None of them included funding, though, and when a House-Senate compromise emerged last week without money, Democrats signaled that they would vote against the bill.
Instead, however, they rallied, saying they would fight for money another day. They launched the first salvo in that effort Wednesday in a letter to Senate Majority Leader Mitch McConnell, Kentucky Republican.
“With the opioid epidemic crippling communities around the country, every day that counsellors and treatment centers do not have the resources to help those fighting opioid use disorders is a day lost. We hope that you will schedule a vote on legislation that provides substantial funding to address the opioid and heroin epidemic as soon as possible,” the Democratic caucus wrote.
Yet every Democrat supported the bill Wednesday. Only two Senate Republicans — Ben Sasse of Nebraska and Mike Lee of Utah — rejected it.
White House Press Secretary Josh Earnest said Mr. Obama will sign the bill “because some action is better than none,” although the president won’t stop pleading for more funding.
“Congressional Republicans have not done their jobs until they provide the funding for treatment that communities need to combat this epidemic,” Mr. Earnest said.
Fights over spending have held up a number of bills this year. A package to help Flint, Michigan, recover from lead-tainted water was delayed as Democrats demanded more money, and the Zika bill is still in limbo.
The mosquito-borne disease is already circulating through bug bites in Puerto Rico, and scientists fear it will soon spread on its own in the states.

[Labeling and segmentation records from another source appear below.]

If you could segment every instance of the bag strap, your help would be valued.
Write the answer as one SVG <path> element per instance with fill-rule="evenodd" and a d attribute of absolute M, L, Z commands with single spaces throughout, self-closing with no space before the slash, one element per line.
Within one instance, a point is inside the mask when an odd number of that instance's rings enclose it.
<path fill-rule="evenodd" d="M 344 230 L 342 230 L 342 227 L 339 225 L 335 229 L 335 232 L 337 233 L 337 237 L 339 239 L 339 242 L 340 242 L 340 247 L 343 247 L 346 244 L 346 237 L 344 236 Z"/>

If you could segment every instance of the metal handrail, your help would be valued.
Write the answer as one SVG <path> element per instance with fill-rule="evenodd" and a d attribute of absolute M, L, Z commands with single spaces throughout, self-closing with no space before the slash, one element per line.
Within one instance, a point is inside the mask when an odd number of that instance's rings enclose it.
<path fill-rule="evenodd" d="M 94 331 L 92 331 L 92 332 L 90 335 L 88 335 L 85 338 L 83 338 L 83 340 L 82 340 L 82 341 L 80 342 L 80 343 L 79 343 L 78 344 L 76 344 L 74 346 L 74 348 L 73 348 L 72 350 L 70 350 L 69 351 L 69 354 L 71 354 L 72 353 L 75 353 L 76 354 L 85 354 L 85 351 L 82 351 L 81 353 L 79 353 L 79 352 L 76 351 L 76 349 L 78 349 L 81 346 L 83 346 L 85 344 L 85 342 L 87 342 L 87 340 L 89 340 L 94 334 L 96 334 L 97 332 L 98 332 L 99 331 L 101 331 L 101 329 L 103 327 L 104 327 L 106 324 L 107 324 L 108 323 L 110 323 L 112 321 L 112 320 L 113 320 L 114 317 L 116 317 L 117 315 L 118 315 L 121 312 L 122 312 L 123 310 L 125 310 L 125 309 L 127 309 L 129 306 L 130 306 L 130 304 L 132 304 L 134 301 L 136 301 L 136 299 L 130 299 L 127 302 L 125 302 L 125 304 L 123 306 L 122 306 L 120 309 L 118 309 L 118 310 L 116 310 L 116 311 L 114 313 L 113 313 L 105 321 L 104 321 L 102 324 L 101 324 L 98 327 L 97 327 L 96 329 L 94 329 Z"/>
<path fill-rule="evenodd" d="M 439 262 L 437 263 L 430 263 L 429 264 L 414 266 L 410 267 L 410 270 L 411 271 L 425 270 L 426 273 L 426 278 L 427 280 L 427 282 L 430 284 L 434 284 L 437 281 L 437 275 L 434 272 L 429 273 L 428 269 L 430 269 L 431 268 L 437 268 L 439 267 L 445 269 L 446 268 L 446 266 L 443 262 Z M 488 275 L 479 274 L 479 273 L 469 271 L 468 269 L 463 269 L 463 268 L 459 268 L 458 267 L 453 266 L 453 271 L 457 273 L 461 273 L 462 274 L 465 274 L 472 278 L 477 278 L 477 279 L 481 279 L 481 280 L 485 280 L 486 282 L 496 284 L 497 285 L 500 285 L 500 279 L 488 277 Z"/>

Mr. Obama asked for $1.9 billion to fund the search for a vaccine and to pay for mosquito eradication efforts this year.
The Senate passed a bill offering $1.1 billion, while the House countered with a bill spending $622 million — and requiring that the money be offset with cuts elsewhere in the budget.
The compromise that emerged from Republican negotiators from the House and Senate takes the Senate’s higher spending number but offsets some $750 million of it with cuts, as the House wanted. The legislation also includes restrictions on who can receive the money, preventing Planned Parenthood from being part of the birth control efforts.
Senate Democrats have refused to accept the deal, meaning lawmakers are set to leave Capitol Hill for seven weeks without funding an effort that all sides view as an emergency.
“This is why people hate Congress. This is why people hate Washington,” said Sen. Tim Kaine, Virginia Democrat.
Republicans say there’s plenty of money for contraceptives at public health departments, hospitals and Medicaid managed-care clinics in places with active transmission of the disease, so it makes little sense to hold up the entire package over a handful of Planned Parenthood-allied clinics in Puerto Rico.
“Democrats are now upset because a political supporter doesn’t get a special carve-out, so they’re demanding an earmark for this partisan group as the cost of ending their attack on women’s health and their blockade of anti-Zika funding,” Mr. McConnell said.
He also said the administration is undermining its own advice by crying foul over a provision in the proposal that would temporarily roll back Clean Water Act rules to allow for more efficient spraying to kill mosquitoes.
Last week, the Centers for Disease Control and Prevention and the Environmental Protection Agency told Puerto Rico to ramp up its aerial bug-killing efforts because Zika is spreading on its own there and could soon infect dozens of pregnant women per day.
Pesticides to kill mosquitoes are regulated by the EPA, so forcing a team to gain a permit would add duplicative red tape that discourages spraying, Senate Republicans said.
Sen. Barbara Boxer, California Democrat, said Wednesday that the water act allows local officials to spray in emergencies so long as they notify federal regulators. She said Republicans went too far by axing the entire section of the law.
“You may not get the Zika, but your kid could get cancer from swimming in water that’s laden with pesticide that’s very harmful,” she said. “Where is that sensible?”